Durante casi tres meses he tenido entre las manos un original del maravilloso registro Selma to Montgomery March for Voting Rights in 1965, de James Karales (1930-2002), obra maestra del uso del gran angular, de la fotografía en blanco y negro y de la determinación del nosotros, para abrirse camino y deslindar los límites que producen los ilegítimos intereses de los muy pocos, sobre la inabarcable legión de los muchos. Siempre he sostenido que una foto que requiere ser descrita, o ya no existe o es una chapuza; ello me obliga a eludir profundizar en consideraciones estéticas, pero no he sabido evitar abrir la búsqueda en Spotify® del abanico de versiones del We shall overcome. He elegido la del tercer bis con que cerró el concierto Bruce Springsteen en Dublin (17 de noviembre de 2006), no solo porque la voz del Boss mece las estrofas como ninguna, sino porque el acompañamiento al acordeón de Charlie Giordiano aporta una nota a bar con serrín y cabezas de gambas por el suelo, que me hace sentir en casa.
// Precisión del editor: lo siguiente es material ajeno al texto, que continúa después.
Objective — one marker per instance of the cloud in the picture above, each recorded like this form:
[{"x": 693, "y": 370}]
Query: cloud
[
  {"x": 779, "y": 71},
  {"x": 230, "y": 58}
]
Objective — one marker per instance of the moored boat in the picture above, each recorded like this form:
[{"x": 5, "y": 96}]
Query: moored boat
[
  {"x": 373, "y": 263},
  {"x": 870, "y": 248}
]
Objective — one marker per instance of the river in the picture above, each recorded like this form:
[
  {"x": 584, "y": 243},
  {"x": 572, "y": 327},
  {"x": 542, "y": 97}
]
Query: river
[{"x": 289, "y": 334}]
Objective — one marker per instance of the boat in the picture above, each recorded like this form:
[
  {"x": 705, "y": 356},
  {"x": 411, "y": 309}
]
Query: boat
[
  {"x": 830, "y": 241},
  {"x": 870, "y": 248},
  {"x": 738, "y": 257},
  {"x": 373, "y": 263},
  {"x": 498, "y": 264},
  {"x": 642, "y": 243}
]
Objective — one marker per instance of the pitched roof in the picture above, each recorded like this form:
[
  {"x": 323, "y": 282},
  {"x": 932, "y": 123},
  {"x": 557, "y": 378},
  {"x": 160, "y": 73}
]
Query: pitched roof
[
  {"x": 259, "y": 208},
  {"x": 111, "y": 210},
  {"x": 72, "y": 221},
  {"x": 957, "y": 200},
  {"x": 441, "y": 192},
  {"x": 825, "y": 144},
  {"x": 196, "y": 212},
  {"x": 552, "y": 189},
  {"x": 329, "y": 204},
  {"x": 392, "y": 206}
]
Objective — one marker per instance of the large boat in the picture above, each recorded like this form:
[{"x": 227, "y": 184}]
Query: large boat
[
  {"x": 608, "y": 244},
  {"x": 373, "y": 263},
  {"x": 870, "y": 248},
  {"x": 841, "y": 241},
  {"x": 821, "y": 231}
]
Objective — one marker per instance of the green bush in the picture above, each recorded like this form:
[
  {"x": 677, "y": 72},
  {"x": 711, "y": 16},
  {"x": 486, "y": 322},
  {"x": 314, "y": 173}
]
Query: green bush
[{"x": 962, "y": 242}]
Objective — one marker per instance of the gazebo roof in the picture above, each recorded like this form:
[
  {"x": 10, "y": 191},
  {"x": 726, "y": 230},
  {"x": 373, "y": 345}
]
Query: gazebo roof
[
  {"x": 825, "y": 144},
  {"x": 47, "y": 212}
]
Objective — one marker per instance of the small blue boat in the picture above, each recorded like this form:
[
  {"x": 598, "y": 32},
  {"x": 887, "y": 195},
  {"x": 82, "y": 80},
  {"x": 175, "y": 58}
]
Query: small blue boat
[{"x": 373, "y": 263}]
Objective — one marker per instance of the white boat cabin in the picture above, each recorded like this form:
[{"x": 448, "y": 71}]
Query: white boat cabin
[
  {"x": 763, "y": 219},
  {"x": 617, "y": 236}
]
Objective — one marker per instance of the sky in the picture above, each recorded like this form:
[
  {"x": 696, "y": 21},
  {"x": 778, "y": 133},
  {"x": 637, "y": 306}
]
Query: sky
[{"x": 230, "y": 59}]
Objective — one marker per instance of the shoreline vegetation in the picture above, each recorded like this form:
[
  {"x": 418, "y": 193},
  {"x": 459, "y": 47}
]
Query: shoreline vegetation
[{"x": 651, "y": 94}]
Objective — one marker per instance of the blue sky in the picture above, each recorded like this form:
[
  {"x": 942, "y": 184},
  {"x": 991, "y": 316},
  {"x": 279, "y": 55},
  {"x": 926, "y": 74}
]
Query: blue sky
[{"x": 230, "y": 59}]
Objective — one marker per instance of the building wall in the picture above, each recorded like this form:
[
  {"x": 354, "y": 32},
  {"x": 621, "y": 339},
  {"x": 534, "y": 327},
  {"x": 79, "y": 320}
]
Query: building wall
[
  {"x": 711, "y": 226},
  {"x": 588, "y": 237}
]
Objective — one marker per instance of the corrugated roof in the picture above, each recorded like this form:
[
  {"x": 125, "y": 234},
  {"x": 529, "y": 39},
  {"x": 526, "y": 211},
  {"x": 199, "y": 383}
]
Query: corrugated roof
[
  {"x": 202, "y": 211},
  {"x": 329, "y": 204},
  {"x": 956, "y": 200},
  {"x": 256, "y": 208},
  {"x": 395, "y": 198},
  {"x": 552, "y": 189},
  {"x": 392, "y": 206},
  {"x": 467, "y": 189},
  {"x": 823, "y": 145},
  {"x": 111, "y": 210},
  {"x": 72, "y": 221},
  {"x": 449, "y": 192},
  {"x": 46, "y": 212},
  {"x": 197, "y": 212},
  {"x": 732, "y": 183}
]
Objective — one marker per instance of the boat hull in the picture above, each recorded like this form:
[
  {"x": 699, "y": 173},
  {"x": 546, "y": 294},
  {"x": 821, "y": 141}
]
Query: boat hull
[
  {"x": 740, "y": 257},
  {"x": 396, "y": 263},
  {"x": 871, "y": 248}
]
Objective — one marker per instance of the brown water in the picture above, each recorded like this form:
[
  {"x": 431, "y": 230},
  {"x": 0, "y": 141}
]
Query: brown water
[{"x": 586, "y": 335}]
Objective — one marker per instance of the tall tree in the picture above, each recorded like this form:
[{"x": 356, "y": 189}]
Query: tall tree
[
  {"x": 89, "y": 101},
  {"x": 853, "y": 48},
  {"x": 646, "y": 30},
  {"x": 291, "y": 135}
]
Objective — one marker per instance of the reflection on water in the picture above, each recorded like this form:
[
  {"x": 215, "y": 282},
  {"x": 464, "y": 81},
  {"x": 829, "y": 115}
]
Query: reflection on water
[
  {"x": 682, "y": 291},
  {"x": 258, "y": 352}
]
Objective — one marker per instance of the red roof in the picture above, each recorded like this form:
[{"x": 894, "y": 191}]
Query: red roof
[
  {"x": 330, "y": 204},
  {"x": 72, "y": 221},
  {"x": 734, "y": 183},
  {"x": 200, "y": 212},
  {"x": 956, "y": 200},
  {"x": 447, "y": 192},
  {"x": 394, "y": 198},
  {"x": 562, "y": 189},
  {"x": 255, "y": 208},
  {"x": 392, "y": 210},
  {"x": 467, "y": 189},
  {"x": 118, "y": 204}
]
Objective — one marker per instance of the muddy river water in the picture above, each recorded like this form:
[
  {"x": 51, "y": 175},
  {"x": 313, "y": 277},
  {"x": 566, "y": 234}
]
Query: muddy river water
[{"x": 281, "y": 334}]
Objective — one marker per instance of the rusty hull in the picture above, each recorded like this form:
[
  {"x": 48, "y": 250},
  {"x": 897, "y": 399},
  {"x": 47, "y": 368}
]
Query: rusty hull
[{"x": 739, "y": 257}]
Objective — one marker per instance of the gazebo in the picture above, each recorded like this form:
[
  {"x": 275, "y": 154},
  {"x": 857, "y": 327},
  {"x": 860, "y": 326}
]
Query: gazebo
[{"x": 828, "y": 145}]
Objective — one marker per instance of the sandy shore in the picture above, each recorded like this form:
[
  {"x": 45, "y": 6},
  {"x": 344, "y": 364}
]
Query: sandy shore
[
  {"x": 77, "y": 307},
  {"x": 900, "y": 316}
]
Shall we overcome? ¿Venceremos?, compleja pregunta al alba de un día donde un predicador, con el cerebro liso, pretende quemar el libro sagrado de los otros. Un día después de que 20.000 liberados sindicales desacrediten la esperanza de lo rojo, reducida ya a espesa salsa de las retribuciones y los despidos. La misma semana en que la errática órbita del Presidente desconcierta los florilegios de la astro-física con las imposibles combinaciones del y todos contentos. ¿Venceremos?, tal vez un día. No pude estar en la marcha de Selma (y hubiera querido) y no estaré en la 29-S (y podría); en la primera tenía diez años y en esta cincuenta y cinco, dos edades aptas solo para la magia.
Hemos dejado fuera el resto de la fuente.